My father was a great photographer. After many years as my fathers photography subject, I picked up the camera also. Photography was one of those things that really connected us. As a photographer he was jealous when I got into Brooks Institute of Photography, but as a father he was also very very proud. He took many photography classes. We spent weekends trecking around with our cameras. When he retired his photography was his job. To say that he took thousands of photos is an understatement.

When my father passed away five years ago, we were faced with boxes and boxes of his photography. We wondered what we'd do with all of his work. I assume my father had the same problem, otherwise there wouldn't have been that many boxes for us to go through.

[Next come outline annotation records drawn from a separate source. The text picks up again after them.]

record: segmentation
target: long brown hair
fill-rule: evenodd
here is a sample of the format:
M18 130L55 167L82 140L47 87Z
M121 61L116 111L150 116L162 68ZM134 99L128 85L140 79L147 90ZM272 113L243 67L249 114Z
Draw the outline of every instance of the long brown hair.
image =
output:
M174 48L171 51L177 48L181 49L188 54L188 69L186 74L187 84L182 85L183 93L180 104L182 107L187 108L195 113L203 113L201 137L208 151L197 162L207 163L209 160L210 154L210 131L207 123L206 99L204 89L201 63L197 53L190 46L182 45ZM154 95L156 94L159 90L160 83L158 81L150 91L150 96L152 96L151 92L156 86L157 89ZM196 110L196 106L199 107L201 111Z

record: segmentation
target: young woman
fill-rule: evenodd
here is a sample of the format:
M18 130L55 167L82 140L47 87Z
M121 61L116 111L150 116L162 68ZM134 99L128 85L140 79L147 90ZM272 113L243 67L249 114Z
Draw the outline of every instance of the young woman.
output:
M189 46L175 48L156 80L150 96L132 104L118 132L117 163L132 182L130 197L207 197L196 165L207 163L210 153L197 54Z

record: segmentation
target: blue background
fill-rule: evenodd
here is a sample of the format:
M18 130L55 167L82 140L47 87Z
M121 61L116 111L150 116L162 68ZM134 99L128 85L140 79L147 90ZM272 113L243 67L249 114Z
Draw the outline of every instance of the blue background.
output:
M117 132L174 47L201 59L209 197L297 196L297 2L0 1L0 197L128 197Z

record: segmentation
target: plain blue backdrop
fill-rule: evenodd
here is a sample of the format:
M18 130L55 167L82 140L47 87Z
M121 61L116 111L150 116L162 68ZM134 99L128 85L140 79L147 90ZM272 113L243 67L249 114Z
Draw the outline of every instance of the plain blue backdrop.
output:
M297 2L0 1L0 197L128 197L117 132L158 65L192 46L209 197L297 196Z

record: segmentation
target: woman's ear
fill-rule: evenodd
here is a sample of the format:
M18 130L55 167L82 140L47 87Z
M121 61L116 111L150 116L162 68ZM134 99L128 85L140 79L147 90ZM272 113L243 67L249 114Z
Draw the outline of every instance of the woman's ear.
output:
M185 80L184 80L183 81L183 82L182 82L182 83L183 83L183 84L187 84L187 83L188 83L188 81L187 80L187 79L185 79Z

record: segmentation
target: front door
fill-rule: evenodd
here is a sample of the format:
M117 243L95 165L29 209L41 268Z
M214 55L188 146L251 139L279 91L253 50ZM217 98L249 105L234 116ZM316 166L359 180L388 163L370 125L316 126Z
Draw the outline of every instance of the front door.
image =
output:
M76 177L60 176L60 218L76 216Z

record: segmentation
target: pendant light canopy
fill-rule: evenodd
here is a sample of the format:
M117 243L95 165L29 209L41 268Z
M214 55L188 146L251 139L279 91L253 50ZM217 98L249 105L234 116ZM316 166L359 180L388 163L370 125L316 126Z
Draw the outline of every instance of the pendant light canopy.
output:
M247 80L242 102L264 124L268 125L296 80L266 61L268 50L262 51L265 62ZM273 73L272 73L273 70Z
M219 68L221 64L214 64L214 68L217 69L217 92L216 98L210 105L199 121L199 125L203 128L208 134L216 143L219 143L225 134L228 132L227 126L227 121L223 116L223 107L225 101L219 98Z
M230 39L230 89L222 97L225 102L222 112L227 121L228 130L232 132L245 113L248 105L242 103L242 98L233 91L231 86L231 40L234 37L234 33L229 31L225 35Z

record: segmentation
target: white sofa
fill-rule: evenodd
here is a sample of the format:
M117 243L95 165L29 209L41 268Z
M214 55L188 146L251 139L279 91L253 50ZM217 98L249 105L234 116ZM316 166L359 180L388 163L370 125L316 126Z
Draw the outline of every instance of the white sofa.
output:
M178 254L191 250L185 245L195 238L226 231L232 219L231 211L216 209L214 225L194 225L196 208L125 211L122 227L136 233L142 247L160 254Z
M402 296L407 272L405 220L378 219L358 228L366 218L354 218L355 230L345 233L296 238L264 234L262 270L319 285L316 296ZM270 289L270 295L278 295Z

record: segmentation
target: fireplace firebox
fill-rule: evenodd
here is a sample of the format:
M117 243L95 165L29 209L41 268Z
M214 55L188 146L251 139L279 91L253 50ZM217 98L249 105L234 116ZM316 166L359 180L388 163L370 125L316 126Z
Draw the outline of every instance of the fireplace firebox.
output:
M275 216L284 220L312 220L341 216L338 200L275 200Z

Being the photographer of the family, I was left in charge of this task. He was a film photographer. He'd not yet made it to digital, so not only did I have prints to go through but also negatives. It was daunting looking at box after box of photos and realizing I'd have to look at every one.

It made me think of one of my teachers in school, Ralph Clevenger. One major piece of advice he had for us was editing. He had told us during one class, that organizing and editing down our photography is a very important task. Also, a difficult one. Most of my classmates and I had binders full of negatives. He told us to go through all of those binders and get rid of all the negatives that just didn't cut it. You don't need a full roll of negatives when you only have one image that is a keeper.

One day I decided that this was something I would do. It was so hard to scrutinize all of my work and actually throw out negatives that weren't worth keeping! I remember spending many hours and the better part of a weekend reviewing every photo I had. My three roommates walked through proclaiming how brave I was. I think that for many of us photographers, there is a part of us that feels that our negatives are us. It not only shows our history as a photographer but the more negatives we have, the better we are...right? At the end of my big editing project, I felt like I knew right where I stood at a photographer. Not only did I get rid of all the mediocre work that just took up space, I knew I now had one binder full of strong images.

Now I had to do this to my father's work. I've officially finished going through all the prints. I have two small photo boxes full of my father's strongest work, fun stuff and photos of my box for me and one for my sister. I think the negatives will take quite a bit longer to get through and maybe a bit harder to let go of.

I still think about my father every time I take out my camera. I know he's proud of my photography and my business. Now I have this great little box of photos to look through and enjoy any time I want.